Hujan sore ini telah mereda, menyisakan gerimis kecil dengan genangan air dimana-mana. Semburat jingga yang biasa hadir di langit senja, kini tak terlihat, tertutup oleh awan kelabu. Mendung masih menggantung di angkasa meskipun hujan lebat telah turun sekitar dua jam yang lalu.
Aku terpekur di depan jendela kamar, menatap bunga mawar yang ku tanam beberapa bulan lalu basah oleh hujan. Pagi tadi, bunga itu mekar dengan indah, namun kini layu karena terpaan air hujan. Secepat itu ia berubah, sama cepatnya dengan kehidupan yang tengah ku jalani. Semua tak lagi sama, berbanding terbalik dengan kehidupanku enam tahun lalu.
Enam tahun, waktu yang menurutku begitu cepat. Banyak perubahan yang terjadi dalam diriku. Aku yang dulu hanya seorang gadis berseragam putih abu-abu dengan rambut panjang yang selalu di kuncir kuda, jangan lupakan poni tipis yang setia menutupi dahiku, kini berubah menjadi seorang gadis dewasa dengan rambut sebahu yang sering tergerai indah, terlihat lebih menawan dan menarik. Aku yang dulu selalu berjalan menunduk karena tidak percaya diri, kini menjalani hidup dengan tujuan yang jelas, menatap masa depan dengan berani.
Aku yang dulu polos, tidak tahu apa itu cinta dan takut merasakan patah hati, kini telah menerima pinangan seseorang. Sebuah cincin yang melingkar di jari manisku, mengikatku pada sebuah hubungan yang lebih serius dengan dia. Cincin yang tersemat sejak satu tahun yang lalu, ketika aku wisuda. Hal itu mungkin diidam-idamkan gadis seusiaku, dilamar ketika wisuda. Dan empat bulan lagi, kami akan menikah.
Tanpa sadar, aku tersenyum, memikirkan dia. Tak pernah menyangka hubungan kami akan seserius ini. Bukan hanya aku, orang-orang di sekeliling kami pun tak pernah menyangka dengan hubungan kami yang dulu hanya sebatas teman, kini saling berkomitmen pada status yang lebih serius. Dia yang menyimpan perasaannya dengan rapi sejak lama, akhirnya menyerah karena melihat celah.
“Tidak ada kesempatan kedua jika tidak berani mengambil resiko untuk mencoba kesempatan pertama,” katanya dulu ketika aku bertanya mengapa ia berani mengambil langkah untuk keluar dari zona nyaman yang hanya sebatas pertemanan.
Awalnya aku ragu menerima pinangannya, membuatku tak langsung memberi jawaban. Aku tahu dia uring-uringan karena itu, takut aku menolaknya. Aku berusaha cuek dengan keadaannya yang tengah dilanda resah. Semua terlalu cepat menurutku, mengingat aku baru saja lulus.

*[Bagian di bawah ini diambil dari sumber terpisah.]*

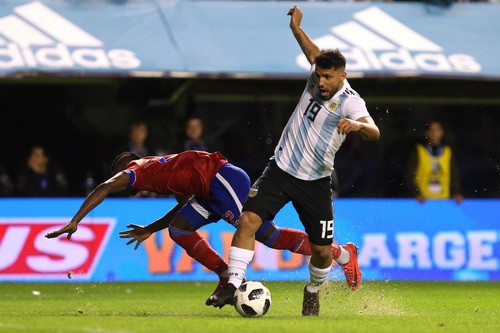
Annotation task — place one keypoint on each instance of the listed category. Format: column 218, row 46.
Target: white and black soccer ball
column 252, row 299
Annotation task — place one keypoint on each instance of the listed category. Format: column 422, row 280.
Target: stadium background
column 82, row 115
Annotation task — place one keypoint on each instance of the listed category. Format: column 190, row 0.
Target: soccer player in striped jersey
column 327, row 111
column 218, row 190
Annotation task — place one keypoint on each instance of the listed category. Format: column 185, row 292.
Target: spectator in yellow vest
column 432, row 169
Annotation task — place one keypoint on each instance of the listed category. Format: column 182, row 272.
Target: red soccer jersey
column 187, row 173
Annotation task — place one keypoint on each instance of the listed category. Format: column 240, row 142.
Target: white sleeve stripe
column 231, row 191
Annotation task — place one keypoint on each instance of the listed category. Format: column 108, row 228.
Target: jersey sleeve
column 355, row 108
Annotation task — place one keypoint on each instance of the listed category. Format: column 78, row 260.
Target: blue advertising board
column 245, row 38
column 398, row 240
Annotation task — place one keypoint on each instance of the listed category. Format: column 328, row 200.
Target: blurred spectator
column 6, row 185
column 432, row 169
column 194, row 135
column 138, row 134
column 41, row 177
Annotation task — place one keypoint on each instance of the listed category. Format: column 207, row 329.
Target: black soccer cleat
column 222, row 297
column 310, row 305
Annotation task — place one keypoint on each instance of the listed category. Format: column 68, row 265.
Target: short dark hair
column 125, row 156
column 330, row 59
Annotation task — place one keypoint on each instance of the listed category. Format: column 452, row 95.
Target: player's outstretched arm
column 310, row 49
column 139, row 233
column 115, row 184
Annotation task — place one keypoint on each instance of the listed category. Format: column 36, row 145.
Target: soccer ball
column 252, row 299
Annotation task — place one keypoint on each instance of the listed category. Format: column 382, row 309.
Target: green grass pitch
column 390, row 306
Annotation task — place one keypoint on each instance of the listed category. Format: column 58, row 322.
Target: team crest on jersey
column 333, row 106
column 253, row 191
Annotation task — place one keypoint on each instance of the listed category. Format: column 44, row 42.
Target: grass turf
column 179, row 307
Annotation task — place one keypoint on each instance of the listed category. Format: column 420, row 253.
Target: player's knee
column 249, row 222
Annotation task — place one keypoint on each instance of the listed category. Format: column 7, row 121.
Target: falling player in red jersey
column 217, row 190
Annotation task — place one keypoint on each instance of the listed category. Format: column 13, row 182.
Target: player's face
column 328, row 81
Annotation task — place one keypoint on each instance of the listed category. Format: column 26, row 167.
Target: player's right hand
column 70, row 228
column 138, row 234
column 296, row 15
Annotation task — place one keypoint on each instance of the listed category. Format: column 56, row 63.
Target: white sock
column 224, row 274
column 317, row 277
column 238, row 262
column 344, row 256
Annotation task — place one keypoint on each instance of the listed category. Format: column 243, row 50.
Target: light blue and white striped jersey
column 310, row 140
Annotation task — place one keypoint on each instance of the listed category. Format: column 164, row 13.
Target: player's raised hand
column 138, row 234
column 296, row 15
column 70, row 228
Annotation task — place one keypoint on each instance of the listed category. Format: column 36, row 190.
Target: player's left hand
column 346, row 126
column 70, row 228
column 138, row 234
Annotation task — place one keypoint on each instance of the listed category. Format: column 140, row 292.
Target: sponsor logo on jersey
column 376, row 41
column 333, row 105
column 26, row 254
column 35, row 36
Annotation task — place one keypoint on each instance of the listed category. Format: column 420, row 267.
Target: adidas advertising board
column 34, row 36
column 375, row 41
column 189, row 38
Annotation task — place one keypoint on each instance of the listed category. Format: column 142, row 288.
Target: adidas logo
column 375, row 41
column 36, row 36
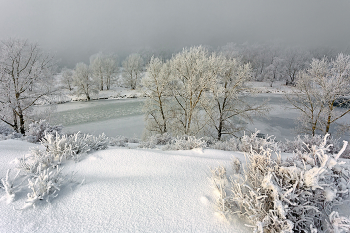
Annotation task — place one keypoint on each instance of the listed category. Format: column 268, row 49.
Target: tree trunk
column 21, row 122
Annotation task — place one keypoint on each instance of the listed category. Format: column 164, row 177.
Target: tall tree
column 26, row 73
column 67, row 78
column 226, row 106
column 132, row 70
column 320, row 87
column 155, row 87
column 84, row 81
column 193, row 71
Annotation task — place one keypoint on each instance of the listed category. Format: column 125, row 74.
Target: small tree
column 67, row 78
column 155, row 87
column 295, row 60
column 26, row 75
column 193, row 72
column 274, row 71
column 132, row 70
column 96, row 66
column 318, row 90
column 110, row 68
column 226, row 106
column 103, row 67
column 84, row 81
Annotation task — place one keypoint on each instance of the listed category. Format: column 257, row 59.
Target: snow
column 125, row 190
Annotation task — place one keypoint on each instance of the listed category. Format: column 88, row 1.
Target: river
column 125, row 117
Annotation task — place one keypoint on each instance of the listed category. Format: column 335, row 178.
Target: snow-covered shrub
column 11, row 188
column 5, row 129
column 229, row 145
column 185, row 143
column 256, row 142
column 7, row 132
column 154, row 140
column 118, row 141
column 296, row 195
column 37, row 130
column 100, row 142
column 338, row 224
column 302, row 143
column 44, row 185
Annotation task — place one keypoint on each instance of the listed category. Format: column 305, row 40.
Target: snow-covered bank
column 125, row 191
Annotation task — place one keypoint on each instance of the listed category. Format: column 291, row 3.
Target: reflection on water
column 74, row 113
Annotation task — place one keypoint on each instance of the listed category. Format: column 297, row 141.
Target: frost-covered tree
column 104, row 68
column 132, row 70
column 317, row 92
column 26, row 76
column 67, row 78
column 96, row 66
column 295, row 60
column 193, row 72
column 84, row 81
column 155, row 87
column 226, row 106
column 110, row 68
column 274, row 71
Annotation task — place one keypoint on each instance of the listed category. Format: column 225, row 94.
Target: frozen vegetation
column 185, row 156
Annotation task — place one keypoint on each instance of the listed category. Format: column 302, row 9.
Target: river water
column 125, row 117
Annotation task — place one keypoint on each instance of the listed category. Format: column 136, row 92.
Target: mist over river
column 125, row 117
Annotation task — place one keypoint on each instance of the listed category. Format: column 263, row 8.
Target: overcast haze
column 74, row 30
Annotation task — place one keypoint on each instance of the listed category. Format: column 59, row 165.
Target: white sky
column 75, row 29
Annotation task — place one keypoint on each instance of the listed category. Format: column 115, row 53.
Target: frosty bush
column 5, row 129
column 185, row 143
column 118, row 141
column 230, row 145
column 42, row 167
column 257, row 143
column 38, row 129
column 154, row 140
column 11, row 186
column 296, row 195
column 100, row 142
column 44, row 185
column 302, row 143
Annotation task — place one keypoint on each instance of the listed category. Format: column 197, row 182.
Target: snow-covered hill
column 125, row 190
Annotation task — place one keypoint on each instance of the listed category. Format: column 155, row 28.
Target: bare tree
column 84, row 81
column 132, row 70
column 193, row 71
column 295, row 60
column 274, row 71
column 67, row 78
column 155, row 87
column 319, row 89
column 104, row 68
column 226, row 107
column 110, row 69
column 26, row 74
column 96, row 66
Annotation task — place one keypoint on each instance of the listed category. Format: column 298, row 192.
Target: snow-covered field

Namun malam itu, malam setelah ia melamarku, Ayah mengajakku berbicara. Kata Ayah, mungkin dia cepat-cepat melamarku karena takut aku berpaling darinya, mengingat perubahan diriku yang sangat signifikan, dari seorang gadis yang tidak menarik perhatian, kini menjadi pusat perhatian dimanapun aku berada. Sangat mudah bagiku untuk mencari pemuda yang lebih segalanya di banding dia. Karena itu dia ingin kepastian tentang hubungan kami, dia ingin mengikatku agar tidak berpaling ke lain hati.
Kami menjalani hubungan bukan hanya setahun-dua tahun, namun sudah bertahun-tahun. Seharusnya dia tahu, aku tak mungkin bisa berpaling darinya. Hatiku sudah penuh sesak olehnya, tak ada tempat yang tersisa untuk pria lain.
Dia itu berbeda. Dia memiliki seribu satu cara untuk membuatku tersenyum, bahkan tertawa. Dia bukan tipe orang yang suka mengumbar kata-kata manis, tidak tahu caranya berlaku romantis, justru dia lebih sering melontarkan candaan yang selalu berhasil membuatku tertawa. Katanya, dia lebih suka melihat lesung pipiku yang muncul ketika aku tersenyum ataupun tertawa daripada melihat wajahku merona karena tersipu malu. Itu jawabannya ketika aku bertanya mengapa ia jarang berperilaku romantis layaknya pasangan lain di luar sana. Dan karena jawabannya itu, aku tersipu malu dan malamnya tak bisa tidur karena hatiku yang berbunga-bunga.